MediaAlpha (NYSE: MAX) grants RSUs and PRSUs to reporting insider
Rhea-AI Filing Summary
Thompson Patrick Ryan reported acquisition or exercise transactions in this Form 4 filing.
MediaAlpha, Inc. reported that reporting person Patrick Ryan Thompson received equity awards consisting of restricted stock units and performance-based restricted stock units tied to Class A Common Stock. On March 15, 2026, he was granted 254,200 RSUs and 84,750 performance-based RSUs.
The RSUs vest over roughly four years, with one sixteenth vesting on May 15, 2026 and the rest vesting quarterly, subject to continued employment. The performance-based RSUs are earned based on Adjusted EBITDA goals for fiscal 2026, 2027, and 2028, with potential vesting at 50%, 100%, or 200% of target shares depending on performance, and any earned units settling on March 15, 2029. Following these grants, Thompson directly held 1,124,630 shares of Class A Common Stock.
Positive
- None.
Negative
- None.
Insights
Routine equity compensation grants increase insider alignment but are not a trading signal.
The transactions show Patrick Ryan Thompson receiving time-based RSUs and performance-based RSUs at no purchase price under MediaAlpha’s Omnibus Incentive Plan. These are compensation awards, not open-market purchases or sales, so they carry weaker signaling value for near-term stock direction.

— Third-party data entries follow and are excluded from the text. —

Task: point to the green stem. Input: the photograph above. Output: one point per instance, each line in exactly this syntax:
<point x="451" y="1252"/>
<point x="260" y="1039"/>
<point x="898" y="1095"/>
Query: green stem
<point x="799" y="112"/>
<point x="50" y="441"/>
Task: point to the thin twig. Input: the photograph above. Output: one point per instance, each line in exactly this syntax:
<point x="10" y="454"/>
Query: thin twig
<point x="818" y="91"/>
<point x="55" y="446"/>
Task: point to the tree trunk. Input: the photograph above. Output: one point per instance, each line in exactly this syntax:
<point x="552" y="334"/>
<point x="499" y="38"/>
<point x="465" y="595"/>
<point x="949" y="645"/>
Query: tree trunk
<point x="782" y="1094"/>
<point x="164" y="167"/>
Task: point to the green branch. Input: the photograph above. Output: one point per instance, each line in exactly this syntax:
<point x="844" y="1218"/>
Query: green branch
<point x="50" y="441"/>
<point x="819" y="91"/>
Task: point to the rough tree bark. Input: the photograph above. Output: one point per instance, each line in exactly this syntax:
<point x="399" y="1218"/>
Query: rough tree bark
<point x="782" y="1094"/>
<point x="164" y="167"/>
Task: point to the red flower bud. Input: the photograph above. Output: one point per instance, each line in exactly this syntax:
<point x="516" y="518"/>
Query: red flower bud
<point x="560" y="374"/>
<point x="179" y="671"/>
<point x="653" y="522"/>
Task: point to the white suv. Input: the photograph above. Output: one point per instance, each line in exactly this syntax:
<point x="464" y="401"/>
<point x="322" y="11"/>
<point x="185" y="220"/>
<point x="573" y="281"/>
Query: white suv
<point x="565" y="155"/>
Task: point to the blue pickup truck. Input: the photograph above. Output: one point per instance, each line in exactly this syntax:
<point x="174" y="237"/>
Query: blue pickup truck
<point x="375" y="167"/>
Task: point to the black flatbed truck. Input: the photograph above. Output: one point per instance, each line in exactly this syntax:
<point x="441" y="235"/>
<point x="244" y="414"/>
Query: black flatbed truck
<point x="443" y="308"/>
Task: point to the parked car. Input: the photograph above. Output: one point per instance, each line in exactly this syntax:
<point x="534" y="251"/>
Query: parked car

The performance-based RSUs are tied to Adjusted EBITDA goals for fiscal 2026, 2027, and 2028, with payout ranging from 50% to 200% of target. Any earned units then require continued service through March 15, 2029. This structure links pay to multi-year profitability while encouraging retention.
Insider Trade Summary
| Type | Security | Shares | Price | Value |
|---|---|---|---|---|
| Grant/Award | Performance Restricted Stock Units (2026 PRSUs) | 84,750 | $0.00 | -- |
| Grant/Award | Class A Common Stock | 254,200 | $0.00 | -- |
Footnotes (1)
- Consists of restricted stock units ("RSUs") granted to the Reporting Person under the Issuer's Omnibus Incentive Plan. Each RSU represents a contingent right to receive one share of Class A Common Stock upon vesting. One sixteenth of the RSUs will vest on May 15, 2026 and the remainder will vest quarterly over the following four years, in each case subject to continued employment. with the Issuer through each vesting date. Represents Performance Based Restricted Stock Units (PRSUs) granted to the Reporting Person on March 15, 2026, pursuant to the Issuer's Omnibus Equity Incentive Plan. Each PRSU represents a contingent right to receive shares of Issuer's Class A Common Stock. The PRSUs will be earned subject to achievement of Adjusted EBITDA goals for fiscal 2026, fiscal 2027, and fiscal 2028, with each fiscal year measured separately for purposes of determining PRSU vesting. One-third of the PRSU grants are tied to Adjusted EBITDA performance against pre-established threshold, target, and maximum Adjusted EBITDA goals for each fiscal year, corresponding to vesting of 50%, 100% and 200% of the target shares, respectively. Following the completion of each performance period, any earned PRSUs for that performance period will remain subject to continued service-based vesting through the end of the three-year period." If PRSUs become eligible to vest after approval from the Compensation Committee of the Board of Directors of the Issuer on the achievement of the performance measures, the eligible units will settle on March 15, 2029.